NextGen Initiative: Advancing Cardiovascular Healthcare Through AI-Personalized Therapies

NextGen Initiative: Advancing Cardiovascular Healthcare Through AI-Personalized Therapies

(IN BRIEF) The NextGen project, funded by the EU’s Horizon Europe program with €7.6 million, has commenced in Utrecht, the Netherlands. Led by a 21-member consortium including the European Society of Cardiology, the project aims to personalize therapies for patients with cardiovascular disease using artificial intelligence (AI). By integrating various data sources and leveraging AI techniques, NextGen seeks to advance cardiovascular healthcare by tailoring treatment strategies to individual genetic profiles and health data.

(PRESS RELEASE) SOPHIA ANTIPOLIS, 12-Feb-2024 — /EuropaWire/ — The European Society of Cardiology (ESC), an independent, nonprofit organisation aiming to reduce the burden of cardiovascular disease, is thrilled to announce the commencement of the NextGen project that will revolutionize cardiovascular disease (CVD) treatment through the power of artificial intelligence (AI). With a substantial €7.6 million grant from the EU’s Horizon Europe program, this initiative brings together a formidable consortium of 21 members, spearheaded by the European Society of Cardiology (ESC)¹.

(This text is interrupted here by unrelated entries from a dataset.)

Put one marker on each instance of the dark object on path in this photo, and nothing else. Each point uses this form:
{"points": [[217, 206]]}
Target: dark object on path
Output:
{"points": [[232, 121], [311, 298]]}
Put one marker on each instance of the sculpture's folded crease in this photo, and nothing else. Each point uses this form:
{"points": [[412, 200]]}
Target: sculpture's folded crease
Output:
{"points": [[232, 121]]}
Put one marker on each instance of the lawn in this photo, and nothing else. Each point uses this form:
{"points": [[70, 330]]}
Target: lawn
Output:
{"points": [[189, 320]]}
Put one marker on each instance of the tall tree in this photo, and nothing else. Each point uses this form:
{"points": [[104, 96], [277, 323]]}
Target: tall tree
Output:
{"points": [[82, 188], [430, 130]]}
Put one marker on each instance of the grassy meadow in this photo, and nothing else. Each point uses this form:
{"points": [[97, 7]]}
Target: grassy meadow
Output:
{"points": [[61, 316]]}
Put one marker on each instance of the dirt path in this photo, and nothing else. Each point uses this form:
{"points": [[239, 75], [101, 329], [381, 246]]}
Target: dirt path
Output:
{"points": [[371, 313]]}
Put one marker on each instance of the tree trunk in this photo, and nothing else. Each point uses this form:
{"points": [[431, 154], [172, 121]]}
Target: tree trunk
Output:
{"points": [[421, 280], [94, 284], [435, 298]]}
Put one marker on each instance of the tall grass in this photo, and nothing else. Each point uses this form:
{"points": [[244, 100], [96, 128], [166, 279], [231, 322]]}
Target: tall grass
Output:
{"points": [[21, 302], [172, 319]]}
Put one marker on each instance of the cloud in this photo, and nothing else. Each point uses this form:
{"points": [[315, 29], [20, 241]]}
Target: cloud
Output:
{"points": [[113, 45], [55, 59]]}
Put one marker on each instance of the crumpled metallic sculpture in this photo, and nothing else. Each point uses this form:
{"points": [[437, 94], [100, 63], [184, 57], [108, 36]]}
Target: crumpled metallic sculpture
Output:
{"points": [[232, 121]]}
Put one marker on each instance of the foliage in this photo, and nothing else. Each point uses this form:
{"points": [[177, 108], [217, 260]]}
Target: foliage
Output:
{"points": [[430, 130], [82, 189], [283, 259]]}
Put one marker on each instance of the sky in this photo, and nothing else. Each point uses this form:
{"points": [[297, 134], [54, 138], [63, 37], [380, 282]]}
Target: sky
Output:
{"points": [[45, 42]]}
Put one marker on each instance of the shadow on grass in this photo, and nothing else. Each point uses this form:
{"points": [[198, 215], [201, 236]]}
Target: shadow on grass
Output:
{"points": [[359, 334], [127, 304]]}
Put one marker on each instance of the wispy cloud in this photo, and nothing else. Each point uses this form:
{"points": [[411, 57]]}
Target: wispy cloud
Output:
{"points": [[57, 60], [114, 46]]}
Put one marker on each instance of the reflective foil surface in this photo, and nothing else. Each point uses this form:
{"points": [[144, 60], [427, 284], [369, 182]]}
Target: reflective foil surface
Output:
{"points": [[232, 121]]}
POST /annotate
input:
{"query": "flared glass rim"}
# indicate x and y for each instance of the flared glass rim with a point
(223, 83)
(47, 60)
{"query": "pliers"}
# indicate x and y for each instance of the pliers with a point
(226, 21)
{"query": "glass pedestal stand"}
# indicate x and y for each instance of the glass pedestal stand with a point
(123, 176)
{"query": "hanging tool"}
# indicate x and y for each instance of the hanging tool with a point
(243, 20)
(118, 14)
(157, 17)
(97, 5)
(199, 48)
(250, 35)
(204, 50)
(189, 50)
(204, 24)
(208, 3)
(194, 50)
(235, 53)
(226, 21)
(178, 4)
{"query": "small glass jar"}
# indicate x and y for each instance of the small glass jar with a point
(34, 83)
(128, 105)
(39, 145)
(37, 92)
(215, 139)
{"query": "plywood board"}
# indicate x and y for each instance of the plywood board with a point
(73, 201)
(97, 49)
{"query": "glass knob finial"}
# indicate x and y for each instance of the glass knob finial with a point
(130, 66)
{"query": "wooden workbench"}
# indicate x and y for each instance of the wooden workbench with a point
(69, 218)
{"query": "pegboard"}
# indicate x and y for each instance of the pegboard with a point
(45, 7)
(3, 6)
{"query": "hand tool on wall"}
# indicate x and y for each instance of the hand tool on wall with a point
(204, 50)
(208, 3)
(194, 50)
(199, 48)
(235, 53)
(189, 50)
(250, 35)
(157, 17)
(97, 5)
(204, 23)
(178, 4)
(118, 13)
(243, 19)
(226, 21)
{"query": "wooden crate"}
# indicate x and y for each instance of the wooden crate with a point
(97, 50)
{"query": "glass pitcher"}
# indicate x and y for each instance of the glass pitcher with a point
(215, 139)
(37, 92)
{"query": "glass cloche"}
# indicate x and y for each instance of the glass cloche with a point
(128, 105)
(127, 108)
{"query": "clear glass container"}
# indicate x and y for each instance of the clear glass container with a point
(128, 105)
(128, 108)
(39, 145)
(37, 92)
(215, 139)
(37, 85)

CVD remains the foremost cause of mortality worldwide, claiming nearly 18 million lives annually², with the EU witnessing approximately one-third of these fatalities³. This health burden translates into a staggering €282 billion cost to the EU economy yearly4, along with profound individual repercussions such as disability and premature retirement.

Harnessing the potential of personalized medicine, NextGen aims to tailor prevention and treatment strategies to individual genetic profiles and health data. With the plummeting costs of genetic analysis and cutting-edge AI methodologies, the time is ripe to leverage these advancements for the benefit of cardiovascular health.

The consortium, comprising clinical research organizations, universities, SMEs, and professional associations, faces multifaceted challenges, including data privacy, disparate standards, and data volume. However, by synergizing efforts, NextGen endeavors to integrate diverse data sources securely and ethically, breaking down barriers to data integration in CVD research.

Consortium member Professor Panos Deloukas of Queen Mary University of London, UK, said: “This is a tremendous opportunity and a challenge we have in building the right toolbox that will allow [us] to unite CVD patient data across Europe and implement precision medicine to improve  cardiovascular healthcare.”

Project coordinator Professor Pim van der Harst of University Medical Center Utrecht, the Netherlands, said: “No two people are exactly the same, and so it makes sense that each person needs a slightly different strategy to optimise their health. Personalised medicine is therefore the way forward for preventing heart disease, speeding up diagnosis, and monitoring and treating people with CVD. To develop individualised therapies, we need to compile as much information as possible about individuals, and that’s where NextGen comes in. The unique picture we generate will then form the basis for improving cardiovascular health and wellbeing.”


Notes to editor

Authors: ESC Press Office
Tel: +33 (0)489 872 075

Follow us on X@ESCardioNews 

Funding: NextGen has received funding from the European Union’s Horizon Europe programme under grant agreement ID 101136962

References and notes

1Consortium coordinator:

  • University Medical Center Utrecht, the Netherlands

Consortium members:

  • DataPower, Italy
  • DPO Associates Sàrl, Switzerland
  • Drug Information Association, Switzerland
  • Earlham Institute, UK
  • EURECOM, France
  • European Society of Cardiology, France
  • Göthe Universität Frankfurt, Denmark
  • HIRO-MicroCataCenters B.V., the Netherlands
  • HL7 International Foundation, Belgium
  • Human Colossus Foundation, Switzerland
  • HUS, Finland
  • Karolinska Institute, Sweden
  • LiKE Healthcare Research GmbH, Denmark
  • MyData Global, Finland
  • NEBS, Belgium
  • Queen Mary University of London, UK
  • Scuola Universitaria Professionale della Svizzera Italiana, Switzerland
  • Technical University of Münich, Germany
  • University of Virginia, US
  • WellSpan Health, US

2World Health Organization:


4Luengo-Fernandez R, Walli-Attaei M, Gray A, et al. Economic burden of cardiovascular diseases in the European Union: a population-based cost study. Eur Heart J. 2023;44(45):4752-4767. doi: 10.1093/eurheartj/ehad583.

About the European Society of Cardiology

The European Society of Cardiology brings together health care professionals from more than 150 countries, working to advance cardiovascular medicine and help people lead longer, healthier lives.